Larissa Reissnser, who died of typhus in early 1926 at only 31, had a remarkable life. Born into an aristocratic, academic, and revolutionary Social Democratic family, she became a leading woman Bolshevik, arts curator, Red Army combatant, commissar, Soviet diplomat, journalist, intelligence officer, historian,–a soldier of the revolution. A witness, Reissner wrote her book ‘Hamburg at the Barricade,’ on the street fighting in that city that was part of 1923’s ‘German October’, from which the below comes.
‘Barricades Which Arose Over Night’ by Larissa Reissner from The Daily Worker. Vol. 5 No. 265. November 8, 1928.
(October see the fifth anniversary of the outbreak of the Hamburg Insurrection of October, 1923. For nearly a year, Hamburg had been the scene of bitter fights for wages, for the eight-hour day, for the payment of wages in gold currency [the continually falling exchange value of the mark made paper money almost valueless before the workers could spend their wages]–and also for political demands, such as a workers’ government and control of production. In October, 1923, the whole working class of Germany stood on the verge of insurrection, but it was only in Hamburg that the movement developed into organized street warfare. Larissa Reissnar describes the battle in her book, “Hamburg at the Barricades,” from which this story is taken.)
THE Barricades grew up as if out of the earth, increased with incredible rapidity. There were no saws or shovels–they were obtained from somewhere. The inhabitants were set to work digging trenches and erecting barricades. Toiling and sweating they dug up the pavement and sawed down the sacred trees of the public gardens.
Piled up right across the street, the barricade renders it impossible for the enemy to see what is behind its rough, forbidding front; it diverts his attention and serves him as the only visible target. The barricade receives with its empty breast the whole of the furious fire which the troops direct against the invisible opponent.

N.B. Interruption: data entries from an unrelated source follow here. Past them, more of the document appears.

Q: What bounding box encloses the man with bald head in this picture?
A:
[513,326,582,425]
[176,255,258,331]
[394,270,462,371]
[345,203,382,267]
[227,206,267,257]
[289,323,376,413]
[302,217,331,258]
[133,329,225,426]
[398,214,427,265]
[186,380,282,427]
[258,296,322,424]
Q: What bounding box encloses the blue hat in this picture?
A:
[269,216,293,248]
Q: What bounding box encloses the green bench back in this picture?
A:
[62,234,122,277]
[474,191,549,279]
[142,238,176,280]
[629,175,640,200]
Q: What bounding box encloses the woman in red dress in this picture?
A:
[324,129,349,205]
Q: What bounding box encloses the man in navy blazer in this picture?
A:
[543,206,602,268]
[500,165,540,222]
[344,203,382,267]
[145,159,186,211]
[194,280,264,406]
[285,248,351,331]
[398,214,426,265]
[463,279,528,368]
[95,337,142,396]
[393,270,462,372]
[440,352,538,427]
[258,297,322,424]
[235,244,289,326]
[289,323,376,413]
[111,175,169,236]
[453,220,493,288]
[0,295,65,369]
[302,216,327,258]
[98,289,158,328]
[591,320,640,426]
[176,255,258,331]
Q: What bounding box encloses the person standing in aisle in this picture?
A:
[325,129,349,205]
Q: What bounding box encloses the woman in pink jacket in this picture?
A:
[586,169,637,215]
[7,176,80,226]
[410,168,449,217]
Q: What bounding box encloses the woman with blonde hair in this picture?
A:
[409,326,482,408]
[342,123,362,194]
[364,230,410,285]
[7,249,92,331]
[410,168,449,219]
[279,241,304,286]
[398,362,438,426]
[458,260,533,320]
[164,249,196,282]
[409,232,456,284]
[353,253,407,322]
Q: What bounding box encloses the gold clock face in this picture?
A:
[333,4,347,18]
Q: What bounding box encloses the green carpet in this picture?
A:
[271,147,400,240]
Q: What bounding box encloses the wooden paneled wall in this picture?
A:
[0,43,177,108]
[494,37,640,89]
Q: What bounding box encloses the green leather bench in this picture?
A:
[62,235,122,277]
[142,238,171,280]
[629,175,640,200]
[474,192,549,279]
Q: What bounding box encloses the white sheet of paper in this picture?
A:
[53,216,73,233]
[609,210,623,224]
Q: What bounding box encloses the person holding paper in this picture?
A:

The troops are compelled to attack in the open streets. The workers take up the fight in their own quarters. All attempts of the regular troops to capture Barmbeck on Tuesday, Octboer 23, proved vain against the scattered, invisible, and unseizable position of the sharp-shooters who, from somewhere or other, from the windows of the second stories, calmly take aim, while down below the helpless crowd of police send a hail of bullets against the empty barricades.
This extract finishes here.